# Sakana Fugu: a multi-agent system as a model

> Satyajit Ghana — Head of Engineering @ Inkers Technology
> canonical: https://ai.thesatyajit.com/articles/sakana-fugu
> date: 2026-06-23
> tags: llm, multi-agent, orchestration, reinforcement-learning, explainer
No single LLM wins everywhere. One model leads on competition math, another on
agentic coding, a third on multilingual work, and open models win on cost. The
usual response is to pick one and absorb its weak spots. Sakana AI's bet is the
other one: don't pick a model — *orchestrate a pool of them*, and make the
orchestration itself the model.

That product is **Sakana Fugu** (and a heavier tier, Fugu Ultra), shipped behind a
single API. Underneath are two ICLR 2026 papers that attack the same problem from
opposite ends: [TRINITY](https://arxiv.org/abs/2512.04695) *evolves* a tiny
coordinator over frozen models, and the
[Conductor](https://arxiv.org/abs/2512.04388) *reinforcement-learns* a 7B model to
write orchestration plans in natural language.

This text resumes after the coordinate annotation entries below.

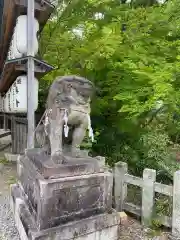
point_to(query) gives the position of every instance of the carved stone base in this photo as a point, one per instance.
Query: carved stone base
(54, 201)
(99, 227)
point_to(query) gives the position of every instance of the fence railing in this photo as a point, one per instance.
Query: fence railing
(149, 187)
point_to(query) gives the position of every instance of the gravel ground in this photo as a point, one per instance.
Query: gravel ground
(8, 231)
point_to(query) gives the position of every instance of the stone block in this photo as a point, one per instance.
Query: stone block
(98, 227)
(56, 201)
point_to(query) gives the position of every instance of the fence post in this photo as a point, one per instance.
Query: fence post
(120, 188)
(176, 205)
(149, 178)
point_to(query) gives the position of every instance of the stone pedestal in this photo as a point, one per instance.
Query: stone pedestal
(65, 201)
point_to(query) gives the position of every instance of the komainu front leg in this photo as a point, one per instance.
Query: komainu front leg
(78, 137)
(56, 129)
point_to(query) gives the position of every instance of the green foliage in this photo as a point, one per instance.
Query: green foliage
(131, 53)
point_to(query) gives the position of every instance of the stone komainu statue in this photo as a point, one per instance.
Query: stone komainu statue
(67, 116)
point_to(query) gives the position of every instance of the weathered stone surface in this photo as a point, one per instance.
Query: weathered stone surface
(56, 201)
(71, 167)
(98, 227)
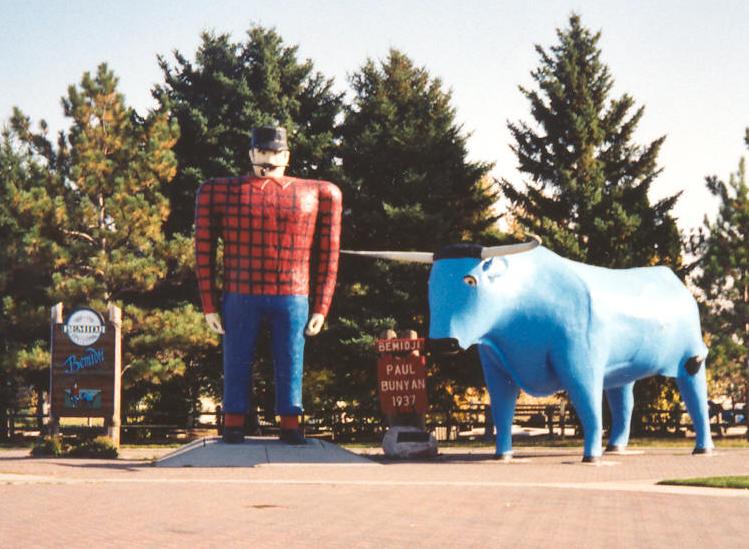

This is a walk through both, and what
they add up to.

## A multi-agent system as a model

Fugu's framing is the whole pitch: one OpenAI-compatible endpoint. You send a
request to `model: fugu`; behind it a learned coordinator assembles a team from a
pool of frontier and open models, runs them over several turns, and returns one
answer. You never see the routing.

<FuguPool />

<Figure
  src="/articles/sakana-fugu/fugu-architecture.png"
  alt="Sakana Fugu over a pool of closed and open models, with Fugu itself as one of the workers."
  caption="Sakana's own framing of the idea: one Fugu endpoint coordinating a pool of closed and open models — and Fugu can even call itself as a worker (the recursive node on the right)."
/>

The pool is swappable — you can opt a model out for compliance and the coordinator
routes around it — and billing is a single top-tier rate rather than stacked
per-model fees. There's even an export-controls angle: because Fugu can hit
frontier-level quality by coordinating open and semi-open models, you get the
capability without hard dependence on any one restricted vendor.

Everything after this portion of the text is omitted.